Alguien dijo que el ser humano más seguro que hay sobre la faz de la tierra es aquel que a la caída de la tarde cabalga lentamente sobre un burro. Al alfarero Julio Collado, sin embargo, no le gustaba andar a esas horas por los caminos, pues les tenía mucho miedo a las alimañas y a los aparecidos; en realidad, más a estos que a aquellas. Ese día calculó mal el tiempo que le iba a llevar la vuelta a casa, y la oscuridad lo alcanzó cuando aún le faltaba más de una legua para llegar a su pueblo. De modo que no paraba de aguijonear a su asno para que fuera más raudo. Por desgracia, el animal iba muy cargado y bastaba que su amo lo pinchara para que él se resistiera todavía más a apresurarse. Y, cuanto más tozudo se ponía, más terco se volvía su dueño, que se negaba a dar su brazo a torcer. Al final, el hombre dejó de aguijarlo y optó por apearse y tirar de las riendas para ver si el rucio se mostraba algo menos renuente, pero ni por esas. Así que al pobre alcaller no le quedó más remedio que permitirle que marchara a su paso, lento y calmado, como si se recreara en ello.
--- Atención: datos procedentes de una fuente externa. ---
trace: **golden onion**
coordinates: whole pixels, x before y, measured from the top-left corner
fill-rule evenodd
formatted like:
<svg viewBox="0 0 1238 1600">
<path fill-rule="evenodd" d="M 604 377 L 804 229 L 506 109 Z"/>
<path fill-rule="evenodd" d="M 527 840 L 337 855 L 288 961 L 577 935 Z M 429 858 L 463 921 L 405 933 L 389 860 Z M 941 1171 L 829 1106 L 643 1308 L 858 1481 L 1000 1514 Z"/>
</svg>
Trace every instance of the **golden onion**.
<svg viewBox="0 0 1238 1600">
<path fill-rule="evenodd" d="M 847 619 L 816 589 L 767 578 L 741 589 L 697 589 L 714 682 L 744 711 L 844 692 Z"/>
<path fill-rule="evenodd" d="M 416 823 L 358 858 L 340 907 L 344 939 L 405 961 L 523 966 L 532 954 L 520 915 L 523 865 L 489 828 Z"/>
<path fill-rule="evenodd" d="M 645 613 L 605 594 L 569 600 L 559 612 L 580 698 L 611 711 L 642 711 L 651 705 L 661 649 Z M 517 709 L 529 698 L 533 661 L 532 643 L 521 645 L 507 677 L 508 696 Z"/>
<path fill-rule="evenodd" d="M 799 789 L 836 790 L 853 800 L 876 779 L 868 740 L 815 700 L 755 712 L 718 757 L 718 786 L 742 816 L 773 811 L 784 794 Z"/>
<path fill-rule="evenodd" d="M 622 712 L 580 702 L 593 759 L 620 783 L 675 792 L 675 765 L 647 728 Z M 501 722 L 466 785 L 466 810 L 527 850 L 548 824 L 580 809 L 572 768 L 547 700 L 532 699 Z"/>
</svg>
A esas alturas, a pesar de que el cielo estaba completamente despejado y había salido la luna, la noche ya les había caído encima como un manto negro, por lo que Julio Collado cada vez estaba más inquieto. A lo lejos se oía ladrar a los perros, que a él le parecían lobos hambrientos, y cantar a los búhos, que se le antojaban espíritus de mal agüero, y cada sombra que se agitaba le recordaba a un fantasma. También creyó ver una luz intensa rasgar la oscuridad como un relámpago sin trueno. Estaba ya a tiro de piedra de las primeras casas del pueblo cuando descubrió un bulto negro a los pies de una encina, cerca del borde del sendero. Se aproximó a él con gran sigilo y observó que se trataba de un hombre con la espalda recostada contra el tronco del árbol, en una posición extraña. Al ver que no se movía, lo tocó con la punta de la aguijada para intentar reanimarlo, no fuera a ser que solo estuviese dormido. Pero nada.
—¿Está usted bien? —le preguntó con voz queda.
Como no respondía, se inclinó para comprobar si el corazón le latía. De repente creyó reconocerlo y dio un respingo. Al retirar la mano, advirtió que estaba manchada de sangre, y eso terminó de alarmarlo. Tras fijarse mejor, cayó en la cuenta de que el hombre estaba muerto y tenía todo el cuerpo lleno de heridas; lo habían apuñalado a conciencia y con saña. El alfarero, aterrado, salió corriendo en dirección al pueblo, sin encomendarse a Dios ni al diablo, y el burro se quedó atrás, olisqueando el cadáver, como si con ello quisiera decirle a su amo: «Cuanto más deprisa huyas de la muerte, más rápido te acercarás a ella».